Basic Example

This example is a basic introduction to using pydftools. It mimics example 1 of dftools.



In [1]:

    
# Import relevant libraries
%matplotlib inline

import pydftools as df
import time

 # Make figures a little bigger in the notebook
import matplotlib as mpl
mpl.rcParams['figure.dpi'] = 120 

# For displaying equations
from IPython.display import display, Markdown

Choose some parameters to use throughout



In [2]:

    
n = 1000
seed = 1234
sigma = 0.5
model =df.model.Schechter()
p_true = model.p0

Generate mock data with observing errors:



In [3]:

    
data, selection, model, other = df.mockdata(n = n, seed = seed, sigma = sigma, model=model, verbose=True)









    



Number of sources in the mock survey (expected): 1000.000
Number of sources in the mock survey (selected): 1000

Create a fitting object (the fit is not performed until the fit object is accessed):



In [4]:

    
survey = df.DFFit(data=data,  selection=selection, model=model)

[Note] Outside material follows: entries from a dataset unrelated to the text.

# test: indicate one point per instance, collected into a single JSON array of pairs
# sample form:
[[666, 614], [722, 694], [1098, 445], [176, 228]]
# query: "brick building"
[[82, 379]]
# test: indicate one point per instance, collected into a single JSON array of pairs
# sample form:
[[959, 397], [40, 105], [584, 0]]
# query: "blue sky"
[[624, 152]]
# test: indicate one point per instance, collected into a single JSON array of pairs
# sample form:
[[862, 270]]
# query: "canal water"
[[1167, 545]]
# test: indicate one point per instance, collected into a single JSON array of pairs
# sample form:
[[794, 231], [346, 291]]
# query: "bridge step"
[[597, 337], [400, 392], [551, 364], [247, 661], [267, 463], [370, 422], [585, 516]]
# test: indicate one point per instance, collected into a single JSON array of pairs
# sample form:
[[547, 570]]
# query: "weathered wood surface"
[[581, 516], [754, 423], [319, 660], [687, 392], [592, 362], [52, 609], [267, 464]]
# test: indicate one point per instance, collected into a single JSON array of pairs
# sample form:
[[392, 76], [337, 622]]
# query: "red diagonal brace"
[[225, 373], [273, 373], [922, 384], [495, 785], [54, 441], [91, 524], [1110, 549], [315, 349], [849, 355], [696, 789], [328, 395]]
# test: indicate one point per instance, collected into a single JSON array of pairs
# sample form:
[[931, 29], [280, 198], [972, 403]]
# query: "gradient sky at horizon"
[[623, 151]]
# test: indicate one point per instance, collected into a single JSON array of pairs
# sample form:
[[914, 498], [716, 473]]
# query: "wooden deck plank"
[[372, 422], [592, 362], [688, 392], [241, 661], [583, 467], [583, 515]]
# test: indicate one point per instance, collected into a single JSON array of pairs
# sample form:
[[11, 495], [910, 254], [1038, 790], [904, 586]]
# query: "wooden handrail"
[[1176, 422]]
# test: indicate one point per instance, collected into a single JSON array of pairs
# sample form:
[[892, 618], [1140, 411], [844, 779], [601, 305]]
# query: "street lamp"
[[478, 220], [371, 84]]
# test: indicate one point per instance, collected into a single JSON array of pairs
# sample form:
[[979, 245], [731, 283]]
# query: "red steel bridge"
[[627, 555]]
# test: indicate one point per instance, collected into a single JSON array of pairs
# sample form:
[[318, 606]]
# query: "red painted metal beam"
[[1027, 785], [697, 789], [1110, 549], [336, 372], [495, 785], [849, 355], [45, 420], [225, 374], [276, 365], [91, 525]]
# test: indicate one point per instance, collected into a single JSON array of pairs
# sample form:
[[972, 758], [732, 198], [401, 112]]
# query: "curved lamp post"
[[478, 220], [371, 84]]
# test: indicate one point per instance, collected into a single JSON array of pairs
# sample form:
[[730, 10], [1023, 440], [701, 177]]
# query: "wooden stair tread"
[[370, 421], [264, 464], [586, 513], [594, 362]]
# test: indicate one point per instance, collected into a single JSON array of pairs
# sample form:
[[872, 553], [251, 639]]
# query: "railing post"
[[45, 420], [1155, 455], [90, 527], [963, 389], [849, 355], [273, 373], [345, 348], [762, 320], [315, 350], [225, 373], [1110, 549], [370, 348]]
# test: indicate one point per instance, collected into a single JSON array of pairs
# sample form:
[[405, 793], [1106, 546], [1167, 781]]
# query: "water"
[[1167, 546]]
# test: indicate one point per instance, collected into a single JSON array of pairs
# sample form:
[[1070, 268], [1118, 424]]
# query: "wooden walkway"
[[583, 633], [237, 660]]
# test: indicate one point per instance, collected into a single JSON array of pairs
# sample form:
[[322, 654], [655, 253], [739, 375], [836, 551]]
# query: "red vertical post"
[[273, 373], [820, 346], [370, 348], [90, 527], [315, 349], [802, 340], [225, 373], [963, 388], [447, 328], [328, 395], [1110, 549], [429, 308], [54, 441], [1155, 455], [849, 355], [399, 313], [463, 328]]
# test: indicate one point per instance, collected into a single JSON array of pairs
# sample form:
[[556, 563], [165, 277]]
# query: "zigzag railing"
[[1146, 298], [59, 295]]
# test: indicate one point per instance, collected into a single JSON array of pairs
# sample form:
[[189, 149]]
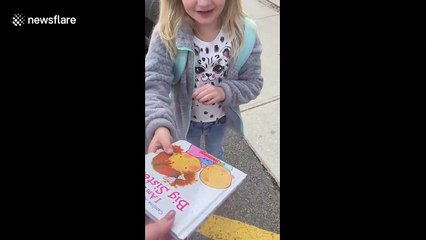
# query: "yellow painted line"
[[218, 228]]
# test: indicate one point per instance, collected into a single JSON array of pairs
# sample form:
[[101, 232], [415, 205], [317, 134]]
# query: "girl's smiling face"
[[204, 12]]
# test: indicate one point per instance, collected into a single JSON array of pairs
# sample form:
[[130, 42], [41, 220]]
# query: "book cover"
[[189, 181]]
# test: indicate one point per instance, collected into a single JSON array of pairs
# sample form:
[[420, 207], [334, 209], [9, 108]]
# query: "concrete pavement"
[[261, 116]]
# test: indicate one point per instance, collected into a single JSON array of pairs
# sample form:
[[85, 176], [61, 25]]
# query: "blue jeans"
[[214, 135]]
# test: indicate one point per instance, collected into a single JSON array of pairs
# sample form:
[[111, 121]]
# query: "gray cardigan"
[[173, 112]]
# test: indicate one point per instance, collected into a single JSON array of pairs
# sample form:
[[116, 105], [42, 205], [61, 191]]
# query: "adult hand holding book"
[[160, 230], [162, 140]]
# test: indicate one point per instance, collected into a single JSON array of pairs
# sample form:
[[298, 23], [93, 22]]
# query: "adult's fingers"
[[161, 229]]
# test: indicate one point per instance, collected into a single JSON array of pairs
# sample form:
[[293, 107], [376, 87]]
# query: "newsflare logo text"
[[19, 19]]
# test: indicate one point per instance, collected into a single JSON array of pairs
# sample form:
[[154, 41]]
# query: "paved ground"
[[261, 116], [257, 200]]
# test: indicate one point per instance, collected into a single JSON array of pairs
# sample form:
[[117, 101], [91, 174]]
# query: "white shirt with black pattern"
[[211, 64]]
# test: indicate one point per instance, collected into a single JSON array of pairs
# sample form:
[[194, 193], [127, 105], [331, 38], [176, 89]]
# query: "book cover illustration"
[[189, 181]]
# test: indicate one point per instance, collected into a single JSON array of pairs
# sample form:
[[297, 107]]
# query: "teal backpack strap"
[[249, 41], [179, 67]]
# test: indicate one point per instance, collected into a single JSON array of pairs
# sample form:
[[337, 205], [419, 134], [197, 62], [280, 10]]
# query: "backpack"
[[249, 40]]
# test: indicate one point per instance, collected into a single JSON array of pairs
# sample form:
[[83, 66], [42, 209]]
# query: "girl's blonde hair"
[[173, 16]]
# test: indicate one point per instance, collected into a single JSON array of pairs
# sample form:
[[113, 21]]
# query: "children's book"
[[190, 181]]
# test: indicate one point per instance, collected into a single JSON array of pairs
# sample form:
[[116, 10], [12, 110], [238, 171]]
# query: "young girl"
[[207, 97]]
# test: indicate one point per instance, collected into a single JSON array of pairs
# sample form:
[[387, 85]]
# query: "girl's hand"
[[162, 140], [209, 94]]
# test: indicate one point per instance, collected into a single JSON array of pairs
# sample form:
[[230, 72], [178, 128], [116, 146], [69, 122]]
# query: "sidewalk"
[[261, 116]]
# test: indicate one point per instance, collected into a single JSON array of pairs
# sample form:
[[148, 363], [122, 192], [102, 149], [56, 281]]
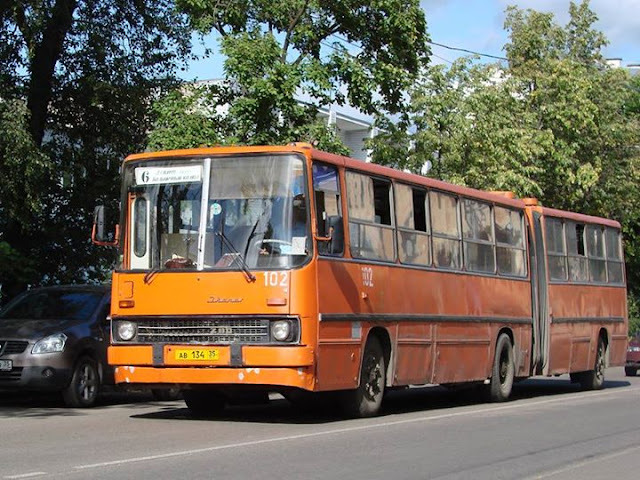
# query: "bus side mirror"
[[98, 234], [336, 234]]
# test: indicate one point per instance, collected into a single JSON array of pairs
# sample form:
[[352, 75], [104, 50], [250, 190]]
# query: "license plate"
[[196, 354]]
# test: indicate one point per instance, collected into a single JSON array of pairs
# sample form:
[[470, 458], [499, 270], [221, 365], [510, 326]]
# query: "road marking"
[[336, 431], [584, 462], [25, 475]]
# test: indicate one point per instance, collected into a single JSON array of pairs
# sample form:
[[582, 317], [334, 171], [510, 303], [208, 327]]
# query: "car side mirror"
[[99, 235]]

Perform the fit and get the best set of parameters:



In [5]:

    
start = time.time()
print(survey.fit.p_best)
print("Time for fitting: ", time.time() - start, " seconds")









    



[ -2.04370588  11.12540248  -1.29867552]
Time for fitting:  0.47102880477905273  seconds

Plot the covariances:



In [6]:

    
fig = df.plotting.plotcov([survey], p_true=p_true, figsize=1.3)

Plot the mass function itself:



In [7]:

    
fig, ax = df.mfplot(survey, xlim=(1e7,2e12), ylim=(1e-4,2), p_true = p_true, bin_xmin=7.5, bin_xmax=12)

Write out fitted parameters with (Gaussian) uncertainties:



In [8]:

    
display(Markdown(survey.fit_summary(format_for_notebook=True)))









    




$\frac{dN}{dVdx} = \log(10) \phi_\star \mu^{\alpha+1} \exp(-\mu)$, where $\mu = 10^{x - \log_{10} M_\star}$

$\log_{10} \phi_\star$ =   -2.044 (+-0.066)
$\log_{10} M_\star$ =   11.125 (+-0.082)
$\alpha$ =   -1.299 (+-0.021)